86-year-old woman is longest-serving flight attendant, Guinness says

Bette Nash will celebrate 65 years in-flight this fall.

July 1, 2022, 5:03 PM

At 86 years old, American Airlines flight attendant Bette Nash is the oldest and longest-serving flight attendant in the world, according to Guinness World Records.

Nash started flying back in 1957 and will celebrate 65 years in-flight this fall.

She can choose any route she wants and for most of her career she has been loyal to the New York-Washington-Boston Shuttle.

Nash prefers this route because she says it allows her to be home every night with her handicapped son who she continues to care for to this day.

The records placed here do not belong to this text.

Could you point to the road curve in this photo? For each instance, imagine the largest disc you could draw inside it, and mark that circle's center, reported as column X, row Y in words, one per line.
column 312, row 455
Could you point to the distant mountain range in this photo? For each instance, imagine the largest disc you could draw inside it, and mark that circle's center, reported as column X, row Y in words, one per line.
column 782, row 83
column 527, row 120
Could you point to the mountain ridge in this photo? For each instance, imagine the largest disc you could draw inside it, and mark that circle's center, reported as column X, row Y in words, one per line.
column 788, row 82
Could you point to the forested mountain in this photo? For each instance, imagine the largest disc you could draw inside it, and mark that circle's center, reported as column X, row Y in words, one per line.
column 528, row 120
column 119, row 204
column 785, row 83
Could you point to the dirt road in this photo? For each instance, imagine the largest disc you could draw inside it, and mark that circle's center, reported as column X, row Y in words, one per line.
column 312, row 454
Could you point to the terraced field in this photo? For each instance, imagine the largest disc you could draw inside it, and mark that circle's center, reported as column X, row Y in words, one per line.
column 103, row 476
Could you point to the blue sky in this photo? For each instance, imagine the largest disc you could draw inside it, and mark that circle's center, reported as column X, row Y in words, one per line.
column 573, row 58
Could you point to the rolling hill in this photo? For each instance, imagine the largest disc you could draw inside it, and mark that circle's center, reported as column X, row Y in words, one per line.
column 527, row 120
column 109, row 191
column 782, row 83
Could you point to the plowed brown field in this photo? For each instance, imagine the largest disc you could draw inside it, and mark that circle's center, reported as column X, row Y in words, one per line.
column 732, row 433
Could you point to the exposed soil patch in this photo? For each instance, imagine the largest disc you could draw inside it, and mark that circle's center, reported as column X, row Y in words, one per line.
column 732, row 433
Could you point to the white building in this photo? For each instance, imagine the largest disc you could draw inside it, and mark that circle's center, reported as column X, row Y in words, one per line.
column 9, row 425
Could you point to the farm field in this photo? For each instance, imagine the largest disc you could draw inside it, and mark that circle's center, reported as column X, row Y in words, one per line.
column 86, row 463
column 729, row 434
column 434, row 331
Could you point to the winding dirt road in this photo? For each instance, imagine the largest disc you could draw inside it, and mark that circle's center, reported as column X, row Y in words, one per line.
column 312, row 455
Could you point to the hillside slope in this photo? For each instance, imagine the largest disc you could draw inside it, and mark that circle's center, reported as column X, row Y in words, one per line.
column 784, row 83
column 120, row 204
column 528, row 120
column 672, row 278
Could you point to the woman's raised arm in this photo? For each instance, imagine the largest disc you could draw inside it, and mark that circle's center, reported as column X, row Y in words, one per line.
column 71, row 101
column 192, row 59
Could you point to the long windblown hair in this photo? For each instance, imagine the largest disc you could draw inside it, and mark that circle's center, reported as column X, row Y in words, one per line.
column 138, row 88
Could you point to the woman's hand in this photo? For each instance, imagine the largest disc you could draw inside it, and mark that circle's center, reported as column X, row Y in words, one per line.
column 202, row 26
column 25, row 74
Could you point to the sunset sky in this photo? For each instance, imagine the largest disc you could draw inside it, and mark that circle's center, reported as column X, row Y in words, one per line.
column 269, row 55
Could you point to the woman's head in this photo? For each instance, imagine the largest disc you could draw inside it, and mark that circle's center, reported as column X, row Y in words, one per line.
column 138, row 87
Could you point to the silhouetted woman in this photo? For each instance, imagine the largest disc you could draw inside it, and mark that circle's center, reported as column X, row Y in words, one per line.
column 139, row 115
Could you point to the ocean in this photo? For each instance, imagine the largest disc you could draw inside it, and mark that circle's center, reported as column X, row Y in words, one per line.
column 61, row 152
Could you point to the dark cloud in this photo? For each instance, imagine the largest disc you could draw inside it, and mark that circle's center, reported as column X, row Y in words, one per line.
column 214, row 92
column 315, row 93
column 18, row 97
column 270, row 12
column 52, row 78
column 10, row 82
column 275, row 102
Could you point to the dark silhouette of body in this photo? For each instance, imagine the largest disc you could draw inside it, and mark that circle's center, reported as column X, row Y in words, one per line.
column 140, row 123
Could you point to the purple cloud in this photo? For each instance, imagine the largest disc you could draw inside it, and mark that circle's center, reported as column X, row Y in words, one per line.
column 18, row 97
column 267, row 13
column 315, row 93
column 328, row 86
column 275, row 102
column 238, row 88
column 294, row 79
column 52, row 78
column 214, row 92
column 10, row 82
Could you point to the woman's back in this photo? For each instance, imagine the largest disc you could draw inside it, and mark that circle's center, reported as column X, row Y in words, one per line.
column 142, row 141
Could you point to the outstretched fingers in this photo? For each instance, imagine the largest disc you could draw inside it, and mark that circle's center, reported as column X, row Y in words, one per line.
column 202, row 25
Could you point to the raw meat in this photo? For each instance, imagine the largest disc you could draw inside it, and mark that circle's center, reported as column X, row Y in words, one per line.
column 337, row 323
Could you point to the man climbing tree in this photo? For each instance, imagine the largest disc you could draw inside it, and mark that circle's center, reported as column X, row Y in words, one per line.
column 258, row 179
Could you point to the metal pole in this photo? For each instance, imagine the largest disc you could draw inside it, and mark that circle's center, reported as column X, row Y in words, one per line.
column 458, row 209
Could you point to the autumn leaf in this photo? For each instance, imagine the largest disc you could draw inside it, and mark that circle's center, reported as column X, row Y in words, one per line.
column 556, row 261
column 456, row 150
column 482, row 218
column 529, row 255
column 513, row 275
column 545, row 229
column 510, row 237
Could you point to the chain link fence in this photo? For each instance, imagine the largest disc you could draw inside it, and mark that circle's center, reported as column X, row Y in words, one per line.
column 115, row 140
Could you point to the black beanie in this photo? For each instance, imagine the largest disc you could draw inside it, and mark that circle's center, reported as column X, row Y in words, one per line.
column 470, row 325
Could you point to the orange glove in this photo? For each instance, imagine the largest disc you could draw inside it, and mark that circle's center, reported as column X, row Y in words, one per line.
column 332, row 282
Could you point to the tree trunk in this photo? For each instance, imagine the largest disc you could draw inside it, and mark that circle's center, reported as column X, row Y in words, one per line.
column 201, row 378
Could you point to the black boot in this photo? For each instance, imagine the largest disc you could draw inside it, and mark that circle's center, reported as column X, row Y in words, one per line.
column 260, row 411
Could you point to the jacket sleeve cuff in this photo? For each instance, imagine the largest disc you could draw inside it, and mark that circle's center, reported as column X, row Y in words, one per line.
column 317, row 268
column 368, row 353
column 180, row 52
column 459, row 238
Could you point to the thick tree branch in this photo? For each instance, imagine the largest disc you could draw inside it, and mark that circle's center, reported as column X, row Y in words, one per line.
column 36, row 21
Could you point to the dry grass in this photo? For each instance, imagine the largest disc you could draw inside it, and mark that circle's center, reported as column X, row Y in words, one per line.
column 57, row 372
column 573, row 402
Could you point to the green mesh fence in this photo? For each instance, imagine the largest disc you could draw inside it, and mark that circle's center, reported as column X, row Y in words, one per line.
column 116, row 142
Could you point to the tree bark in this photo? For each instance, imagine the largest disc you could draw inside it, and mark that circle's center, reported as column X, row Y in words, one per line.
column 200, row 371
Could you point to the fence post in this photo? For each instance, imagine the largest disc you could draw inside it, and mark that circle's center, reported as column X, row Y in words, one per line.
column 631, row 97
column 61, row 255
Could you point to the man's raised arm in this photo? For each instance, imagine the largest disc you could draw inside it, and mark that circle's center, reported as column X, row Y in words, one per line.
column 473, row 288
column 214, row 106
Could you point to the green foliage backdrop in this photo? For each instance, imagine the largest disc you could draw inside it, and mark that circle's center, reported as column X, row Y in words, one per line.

PHOTO: In this Nov. 9, 2017, file photo, American Airlines Flight Attendant Bette Nash checks on her passengers en route from Boston to DCA.
In this Nov. 9, 2017, file photo, American Airlines Flight Attendant Bette Nash checks on her passengers en route from Boston to DCA.
The Washington Post via Getty Images, FILE

When she first started flying, she says passengers bought life insurance from a vending machine before boarding and the airline would check on her at home to ensure she wasn’t living with a man because flight attendants had to be single. The airline also weighed her before shifts and could suspend her if she gained too much weight, she said.

“You had to be a certain height, you had to be a certain weight. It used to be horrible. You put on a few pounds and you had to keep weighing yourself, and then if you stayed that way, they would take you off the payroll,” Nash said during a flight in 2017 with ABC affiliate WJLA cameras onboard.

PHOTO: In this Dec. 19, 2017, file photo, American Airlines longest serving flight attendant, Bette Nash, 81 years old, walks in the airport after disembarking from her daily return flight to Boston at Ronald Reagan Washington Airport in Arlington, Va.
In this Dec. 19, 2017, file photo, American Airlines longest serving flight attendant, Bette Nash, 81 years old, walks in the airport corridors after disembarking from her daily return flight to Boston at Ronald Reagan Washington Airport in Arlington, Va.
Eric Baradat/AFP via Getty Images, FILE

Nash started flying with Eastern Airlines and through a number of mergers, including with Donald Trump’s airline in the late 1980’s, ended up at American Airlines.

In the early days, passengers paid the flight attendant when they boarded; Nash says her early flights cost $12 between New York and Washington.

“We used to pass out cigarettes and matches...on the flight, after the meal service, I would go around with Kent’s and Marlboros,” she told WJLA on her 60th anniversary.

Nash still attends regular flight attendant training per Federal Aviation Administration rules.